Shear Wall Maximum Length

Shear Wall Maximum Length

I'm a structural engineer by training working on the client's side - We are designing a 40 story structure with 32m x 25m footprint. The building's lateral load system will be a center core with perimeter columns. Our structural engineering consultant is saying:

"the structural opening is needed to keep shear wall length less than 8m. These openings can be door opening but should be 1.2m away from the corner"

I've never heard of this shear wall length criteria and couldn't find any reference for it. I've always thought that the less opening the better - so I asked him what he needs it for. He attached a page from ASCE 7 highlighting the 25% of the Load carried by Moment Frame requirement. Then he mentioned that it's "engineering practice", required to resist seismic load:

The link beam will enter plastic
Then the "wall leg"
Then the frame will provide resistance

Is this common practice ?

I understand if it's because of ductility requirement imposed by ASCE 7-10 as per Table 12.2-1 Section D.

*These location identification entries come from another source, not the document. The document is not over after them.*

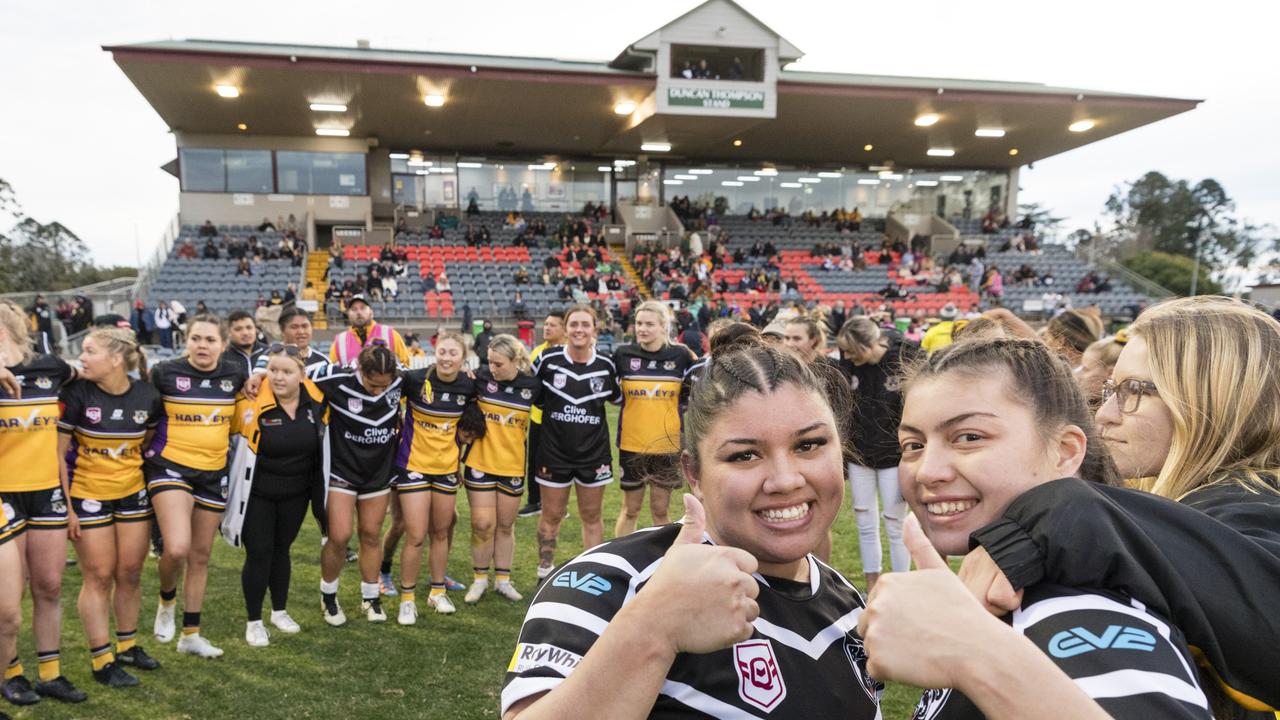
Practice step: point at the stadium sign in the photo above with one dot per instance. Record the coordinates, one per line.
(716, 98)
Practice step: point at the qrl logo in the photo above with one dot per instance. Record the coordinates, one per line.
(759, 682)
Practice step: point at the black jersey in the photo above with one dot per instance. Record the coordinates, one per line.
(106, 431)
(364, 429)
(804, 659)
(652, 383)
(429, 442)
(28, 425)
(199, 406)
(575, 433)
(1128, 659)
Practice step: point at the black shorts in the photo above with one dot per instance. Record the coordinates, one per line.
(208, 487)
(586, 477)
(639, 469)
(33, 509)
(408, 481)
(103, 513)
(362, 488)
(484, 482)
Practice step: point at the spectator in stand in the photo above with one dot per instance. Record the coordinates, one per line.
(163, 323)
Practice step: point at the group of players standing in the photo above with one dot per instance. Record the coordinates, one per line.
(241, 438)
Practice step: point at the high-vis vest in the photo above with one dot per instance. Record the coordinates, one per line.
(347, 346)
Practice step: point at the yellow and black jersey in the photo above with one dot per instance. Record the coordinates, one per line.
(106, 431)
(28, 427)
(429, 440)
(649, 420)
(195, 429)
(506, 409)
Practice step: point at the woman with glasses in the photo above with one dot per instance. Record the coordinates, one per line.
(1191, 414)
(274, 473)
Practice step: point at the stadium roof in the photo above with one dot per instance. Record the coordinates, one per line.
(543, 106)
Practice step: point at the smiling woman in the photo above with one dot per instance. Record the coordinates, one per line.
(727, 614)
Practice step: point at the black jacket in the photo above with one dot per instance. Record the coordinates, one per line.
(878, 402)
(1211, 564)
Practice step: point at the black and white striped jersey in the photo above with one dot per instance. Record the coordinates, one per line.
(364, 429)
(1125, 657)
(804, 659)
(575, 433)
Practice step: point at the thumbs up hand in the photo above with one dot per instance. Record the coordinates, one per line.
(703, 597)
(922, 627)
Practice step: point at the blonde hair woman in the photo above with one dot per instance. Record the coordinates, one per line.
(652, 373)
(108, 419)
(1191, 414)
(33, 496)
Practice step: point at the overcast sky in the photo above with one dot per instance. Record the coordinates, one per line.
(81, 145)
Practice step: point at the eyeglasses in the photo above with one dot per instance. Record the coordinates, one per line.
(291, 350)
(1128, 393)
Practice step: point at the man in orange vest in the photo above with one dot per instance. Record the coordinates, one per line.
(362, 332)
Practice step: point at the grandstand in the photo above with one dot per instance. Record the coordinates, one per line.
(417, 140)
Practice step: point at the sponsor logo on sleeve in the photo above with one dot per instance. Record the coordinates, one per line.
(529, 656)
(759, 682)
(1078, 641)
(590, 583)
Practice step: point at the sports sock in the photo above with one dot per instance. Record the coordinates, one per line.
(124, 641)
(101, 655)
(50, 665)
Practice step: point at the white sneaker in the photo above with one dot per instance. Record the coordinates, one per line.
(196, 645)
(338, 618)
(408, 613)
(475, 592)
(374, 611)
(165, 628)
(508, 591)
(283, 623)
(255, 634)
(442, 604)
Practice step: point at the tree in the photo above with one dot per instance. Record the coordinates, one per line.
(1173, 272)
(44, 256)
(1179, 218)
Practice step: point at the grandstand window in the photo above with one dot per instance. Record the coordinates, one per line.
(248, 171)
(206, 169)
(709, 62)
(320, 173)
(202, 171)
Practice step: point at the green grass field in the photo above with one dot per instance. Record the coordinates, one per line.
(444, 666)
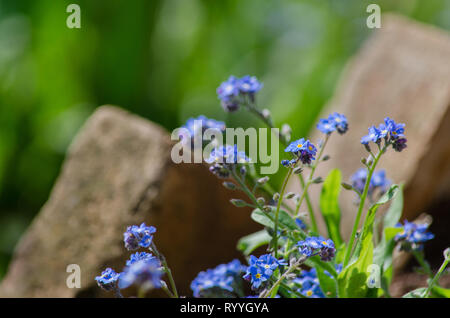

Also, he mentioned that if the wall leg is too long, the rotation capacity is too small, and that in engineering practice the maximum shear wall length is typically 8m. Which rotation capacity is this ?

RE: Shear Wall Maximum Length

There's no code mandated maximum shear wall length that I'm aware of. It sounds as though your engineer is simply trying take steps to ensure a ductile, efficient structure in a seismic region. And, frankly, it sounds as though your structural engineer is pretty sharp.

The dual system shear wall / moment frame thing is a requirement for some buildings in some seismic zones on the U.S. It can be circumvented if one resorts to performance based design I believe.

I like to debate structural engineering theory -- a lot. If I challenge you on something, know that I'm doing so because I respect your opinion enough to either change it or adopt it.